Sì, sono utili, ma è invece inutile mentire: al solo indossarli, impossibile non sentirsi sempre un po’ più intriganti. Che il rapporto con l’occhiale da sole sia ormai qualcosa che va ben oltre il mero accessorio è noto a tutti, e non certo unicamente nel bislacco uso (e abuso) che le star propongono giorno e notte. A spiegarlo è Vanessa Brown in Cool Shades: The History and Meaning of Sunglasses (Ed. Bloomsbury), dove in un susseguirsi di spunti sociologici, storia del costume e qualche esempio titolato, il mondo dell’occhiale da sole appare finalmente un po’ più chiaro, anche dietro la lente.

Se verso alla metà del diciottesimo secolo lenti verdastre venivano usate a Venezia per combattere il riflesso delle acque, fu intorno al 1920 che lo stile americano cominciò a proporre lenti oscurate al di fuori dell’uso militare (dove fino ad allora erano state confinate), per espanderlo anche verso altre attività, soprattutto la guida. Il vero debutto dell’occhiale da sole avvenne infatti su una copertina di Vogue del 1925, anche se la sua consacrazione più “cool” risale al 1938, quando per la prima volta Harpers Bazaar lo inserì come vero e proprio accessorio fashion.

Bene, ma come spiegare il loro intrinseco fascino? Si potrebbe tornare sui passi dei balli in maschera dove, pur mantenendo scoperto unicamente lo sguardo, s’intuisce già il fascino della dissimulazione. Simile a quello del vero accessorio di corte, il ventaglio: scoprire e rivelare con un solo gesto occhio ed espressione, inseguendo ancora una volta l’ideale di uno stimolante vedo-non-vedo. Il suo antenato più insolente si colloca però nel costume di una figura ben nota: quella del dandy, più precisamente nel periodo della reggenza, dove l’uso smodato di monocoli alternati su entrambi gli occhi sottolineava invece ciò che era degno, o meno, di ricevere attenzione. Ed ecco emergere il punto fondamentale, enfatizzato anche dall’uso di monocoli dei successivi “Dada Dandy” nel periodo dadaista: un allontanamento da ogni espressione o emozione, senza necessariamente dover prendere le distanze o perdere compostezza. Ma l’occhiale stava in realtà già lavorando su alcuni punti cardine comuni alla moda moderna, come la distinzione sociale e la mediazione delle relazioni in società. Se alcuni studiosi del costume settecentesco avevano già stabilito quanto il contatto oculare con estranei fosse diventato un tabù, negli anni Venti il sociologo Ervin Goffman definì l’interessantissima (e ancora nota) “civil inattention”, focalizzando come due sconosciuti sulla stessa strada si guarderanno da lontano per poi volgere altrove lo sguardo: “Per far comprendere come l’altro non costituisca un così speciale soggetto estetico o di curiosità”.

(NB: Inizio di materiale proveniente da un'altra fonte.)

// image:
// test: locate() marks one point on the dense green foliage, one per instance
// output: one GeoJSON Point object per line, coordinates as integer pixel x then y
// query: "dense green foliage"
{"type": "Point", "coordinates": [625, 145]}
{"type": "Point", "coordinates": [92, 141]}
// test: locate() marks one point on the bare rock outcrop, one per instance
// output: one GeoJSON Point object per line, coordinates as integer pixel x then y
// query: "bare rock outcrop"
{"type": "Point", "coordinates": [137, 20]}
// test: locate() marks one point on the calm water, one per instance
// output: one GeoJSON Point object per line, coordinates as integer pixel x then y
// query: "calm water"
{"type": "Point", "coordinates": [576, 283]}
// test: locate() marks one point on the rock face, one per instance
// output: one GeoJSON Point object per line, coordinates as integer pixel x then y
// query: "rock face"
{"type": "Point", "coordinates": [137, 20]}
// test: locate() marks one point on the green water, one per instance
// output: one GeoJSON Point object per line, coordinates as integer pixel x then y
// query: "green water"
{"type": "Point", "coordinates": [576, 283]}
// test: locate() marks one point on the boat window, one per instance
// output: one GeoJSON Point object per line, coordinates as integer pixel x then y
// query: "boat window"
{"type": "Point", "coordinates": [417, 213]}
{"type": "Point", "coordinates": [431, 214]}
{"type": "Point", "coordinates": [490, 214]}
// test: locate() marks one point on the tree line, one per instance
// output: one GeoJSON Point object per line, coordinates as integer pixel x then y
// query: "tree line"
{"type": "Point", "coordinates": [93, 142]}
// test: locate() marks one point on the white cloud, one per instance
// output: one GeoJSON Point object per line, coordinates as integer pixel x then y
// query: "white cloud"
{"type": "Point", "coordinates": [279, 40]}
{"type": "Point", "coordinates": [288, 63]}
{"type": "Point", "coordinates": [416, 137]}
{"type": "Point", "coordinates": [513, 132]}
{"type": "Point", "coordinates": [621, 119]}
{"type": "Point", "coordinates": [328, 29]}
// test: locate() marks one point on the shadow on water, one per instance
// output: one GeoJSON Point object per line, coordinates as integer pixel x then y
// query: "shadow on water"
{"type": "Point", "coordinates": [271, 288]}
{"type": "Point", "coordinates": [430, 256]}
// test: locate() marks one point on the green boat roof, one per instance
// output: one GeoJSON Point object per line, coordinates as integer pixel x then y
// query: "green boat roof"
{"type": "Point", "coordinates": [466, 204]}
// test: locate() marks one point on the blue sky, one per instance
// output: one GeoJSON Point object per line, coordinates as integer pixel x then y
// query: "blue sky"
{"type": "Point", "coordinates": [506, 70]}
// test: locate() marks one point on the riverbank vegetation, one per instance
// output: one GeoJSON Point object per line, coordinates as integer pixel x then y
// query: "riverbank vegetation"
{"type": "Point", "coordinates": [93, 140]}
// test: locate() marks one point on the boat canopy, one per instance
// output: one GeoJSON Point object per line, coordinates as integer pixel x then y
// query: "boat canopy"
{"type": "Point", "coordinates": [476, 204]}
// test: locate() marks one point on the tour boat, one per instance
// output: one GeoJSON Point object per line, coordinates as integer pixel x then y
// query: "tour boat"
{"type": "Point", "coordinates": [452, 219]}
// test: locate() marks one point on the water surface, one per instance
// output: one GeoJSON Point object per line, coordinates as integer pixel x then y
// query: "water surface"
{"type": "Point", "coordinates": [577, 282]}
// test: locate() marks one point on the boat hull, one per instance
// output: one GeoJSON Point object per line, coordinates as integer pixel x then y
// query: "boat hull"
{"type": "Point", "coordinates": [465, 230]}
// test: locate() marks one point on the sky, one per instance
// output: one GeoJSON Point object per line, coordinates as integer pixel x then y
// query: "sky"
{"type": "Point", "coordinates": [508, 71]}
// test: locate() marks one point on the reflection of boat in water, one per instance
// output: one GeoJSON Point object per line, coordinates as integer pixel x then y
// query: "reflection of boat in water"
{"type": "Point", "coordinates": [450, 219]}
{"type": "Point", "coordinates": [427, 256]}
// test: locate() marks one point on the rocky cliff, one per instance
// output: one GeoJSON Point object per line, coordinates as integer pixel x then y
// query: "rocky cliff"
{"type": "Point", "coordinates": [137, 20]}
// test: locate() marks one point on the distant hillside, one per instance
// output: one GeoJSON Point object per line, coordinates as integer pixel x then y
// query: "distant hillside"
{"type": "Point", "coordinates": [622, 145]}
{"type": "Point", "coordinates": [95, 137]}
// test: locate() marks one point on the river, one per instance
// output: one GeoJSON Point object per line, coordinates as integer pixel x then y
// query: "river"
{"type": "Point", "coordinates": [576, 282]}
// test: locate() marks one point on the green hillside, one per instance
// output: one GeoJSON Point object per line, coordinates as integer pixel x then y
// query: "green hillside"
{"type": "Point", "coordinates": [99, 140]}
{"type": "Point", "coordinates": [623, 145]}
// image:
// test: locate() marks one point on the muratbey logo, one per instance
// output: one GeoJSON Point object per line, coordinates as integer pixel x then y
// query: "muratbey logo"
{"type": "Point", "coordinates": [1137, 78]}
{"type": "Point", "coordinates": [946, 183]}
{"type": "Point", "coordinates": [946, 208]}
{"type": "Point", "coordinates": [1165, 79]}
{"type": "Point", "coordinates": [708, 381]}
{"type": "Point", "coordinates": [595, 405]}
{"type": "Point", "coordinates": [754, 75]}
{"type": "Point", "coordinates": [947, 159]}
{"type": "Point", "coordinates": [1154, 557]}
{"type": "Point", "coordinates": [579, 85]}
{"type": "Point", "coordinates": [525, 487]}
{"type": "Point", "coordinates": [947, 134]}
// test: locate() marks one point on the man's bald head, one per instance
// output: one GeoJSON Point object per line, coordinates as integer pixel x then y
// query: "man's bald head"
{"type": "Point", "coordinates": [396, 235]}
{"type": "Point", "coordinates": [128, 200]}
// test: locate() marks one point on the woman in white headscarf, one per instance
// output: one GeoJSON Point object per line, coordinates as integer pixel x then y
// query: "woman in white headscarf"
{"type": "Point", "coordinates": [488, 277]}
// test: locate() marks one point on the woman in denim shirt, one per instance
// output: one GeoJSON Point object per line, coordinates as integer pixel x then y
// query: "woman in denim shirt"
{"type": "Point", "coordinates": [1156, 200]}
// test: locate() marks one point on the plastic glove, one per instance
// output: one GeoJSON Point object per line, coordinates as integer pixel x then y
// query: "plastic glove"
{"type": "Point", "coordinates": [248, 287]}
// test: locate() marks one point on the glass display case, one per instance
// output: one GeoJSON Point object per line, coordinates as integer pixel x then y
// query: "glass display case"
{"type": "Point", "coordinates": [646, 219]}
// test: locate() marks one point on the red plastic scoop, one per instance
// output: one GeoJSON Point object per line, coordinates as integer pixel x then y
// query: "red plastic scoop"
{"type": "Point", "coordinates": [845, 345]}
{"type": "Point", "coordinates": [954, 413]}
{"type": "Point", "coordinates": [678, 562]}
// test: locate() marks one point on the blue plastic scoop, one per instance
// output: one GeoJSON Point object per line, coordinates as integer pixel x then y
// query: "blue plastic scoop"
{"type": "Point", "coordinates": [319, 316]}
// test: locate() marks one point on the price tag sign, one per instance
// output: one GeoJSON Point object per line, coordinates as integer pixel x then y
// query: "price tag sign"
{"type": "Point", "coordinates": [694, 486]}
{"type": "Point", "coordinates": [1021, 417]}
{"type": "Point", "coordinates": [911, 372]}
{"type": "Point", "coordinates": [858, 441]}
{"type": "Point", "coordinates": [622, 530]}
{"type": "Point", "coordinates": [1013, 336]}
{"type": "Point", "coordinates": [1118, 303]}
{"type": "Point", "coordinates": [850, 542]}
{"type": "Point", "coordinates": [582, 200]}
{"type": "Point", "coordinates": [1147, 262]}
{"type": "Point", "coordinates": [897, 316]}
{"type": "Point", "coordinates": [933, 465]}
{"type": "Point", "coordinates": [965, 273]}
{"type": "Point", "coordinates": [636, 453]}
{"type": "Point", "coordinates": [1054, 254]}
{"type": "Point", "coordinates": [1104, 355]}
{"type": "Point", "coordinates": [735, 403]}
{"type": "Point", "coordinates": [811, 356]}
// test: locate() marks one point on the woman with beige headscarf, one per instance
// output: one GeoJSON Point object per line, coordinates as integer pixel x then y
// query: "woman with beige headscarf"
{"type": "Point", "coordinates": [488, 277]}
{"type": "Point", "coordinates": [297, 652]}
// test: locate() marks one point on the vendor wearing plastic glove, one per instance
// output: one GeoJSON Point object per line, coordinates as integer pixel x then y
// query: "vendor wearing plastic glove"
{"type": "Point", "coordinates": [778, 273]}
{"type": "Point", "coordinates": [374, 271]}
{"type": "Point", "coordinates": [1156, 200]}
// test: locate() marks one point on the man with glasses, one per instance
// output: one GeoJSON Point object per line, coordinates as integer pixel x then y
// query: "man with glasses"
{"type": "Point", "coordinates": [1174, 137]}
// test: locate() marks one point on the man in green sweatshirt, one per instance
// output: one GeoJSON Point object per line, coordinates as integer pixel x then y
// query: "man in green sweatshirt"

Ma pensando al sempre maggior numero di luci, specchi e superfici riflettenti che nel corso del ‘900 hanno conquistato ogni città, l’attenzione si sposta quindi verso un concetto decisamente poco banale: “Non si vuole certo suggerire che la crescita di occhiali sia dovuta all’aumentare di questi splendenti atmosfere – spiega l’autrice – ma piuttosto alle connessioni fra luce e moderne ambizioni. L’occhiale da sole infonde al volto lo stesso carattere di sfida di un vetro o cellophane perfetto. Levigato, carico di promesse, attraente nel rimandare l’immagine di chi guarda, con gli stessi connotati di una vetrina o di un grattacielo catarifrangente”.

Se a tutto ciò si unisce la spensieratezza delle prime abbronzature anni Venti, ai tempi di maschiette alla Coco Chanel, è facile capire come negli anni del boom postbellico questi divennero un nuovo, coloratissimo gadget “figlio” delle produzioni plastiche. “Se il loro fascino esprime sia come vedi che come appari agli altri, quest’ideale di alterata identità e percezione porterà ad un effetto affascinante”, dice ancora la Brown. E poi le luci dei paparazzi, i flash fotografici e l’esigenza per le celebrities di trincerarsi su un nuovo Olimpo, anche in strada: riassunto tutto dietro a una lente. Jackie O’, Audrey Hepburn e più avanti Brigitte Bardot, ma anche Elvis Presley e James Dean furono solo alcuni degli antesignani di più moderni cliché alla Anna Wintour e Karl Lagerfeld. Pensando a esempi di occhiali “mitici” alla Matrix, ma anche quelli indossati da Lolita o da musicisti Jazz, divisi fra il guardare e l’essere visti, provocando nello spettatore un’inarrestabile fascinazione data proprio dal quel piccolo, sottile senso di precarietà. In una diatriba già spiegata da Oscar Wilde: “Il vero mistero del mondo è il visibile, non l’invisibile”.